Setting Up Master-Slave Replication of MapR Streams Streams

In this topology, you replicate in one direction. Replica streams can be in a remote MapR cluster or in the MapR cluster where their source streams are located.

Prerequisites

About this task

In this diagram, changes to the activity stream in the sanfrancisco cluster are replicated to the activity stream in the newyork cluster. The circles represent MapR gateways.

In this diagram, changes to the activity1 stream in the sanfrancisco cluster are replicated to the activity2 stream within the same cluster.

All updates from a source stream arrive at a replica stream after having been authenticated at a gateway.

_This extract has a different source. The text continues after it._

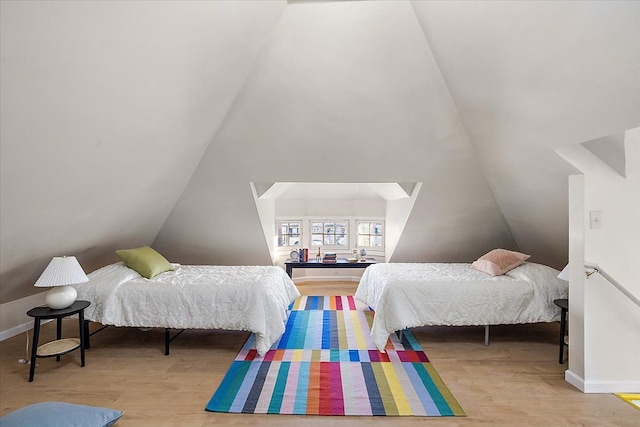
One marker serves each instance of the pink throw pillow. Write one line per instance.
(499, 261)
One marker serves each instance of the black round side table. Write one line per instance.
(59, 346)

Therefore, the produceperm access control expressions on the replica stream is irrelevant; gateways have the implicit authority to publish messages to topics in replica streams.

Restrictions:
  • You must replicate all of the topics that are in a stream. You cannot select only a subset of topics to replicate.
  • The maximum number of replicas that a stream can replicate to is 64.
  • The maximum number of upstream sources that a replica can accept data from is 64.
  • In a Master-Slave setup, you cannot have two masters with the same topic name replicating to the same slave. It creates a conflict for that topic name. This is similar to Multi-Master replication where you must have separate topic names for Master1 (Cluster1) and Master2 (Cluster2).
  • In many-to-one replication, topics with the same name should not be replicated to an aggregate replica.

    For example, suppose that a company wants to replicate the activity stream in the sanfrancisco cluster and the activity stream in the newyork cluster to the activity stream in the singapore cluster. Both the replicated streams contain a topic named topic_1. The offsets for messages in the sanfrancisco version of topic_1 might also be used for messages in the newyork version. Therefore, replication of both topics to the same stream could lead to conflicts in the replica stream.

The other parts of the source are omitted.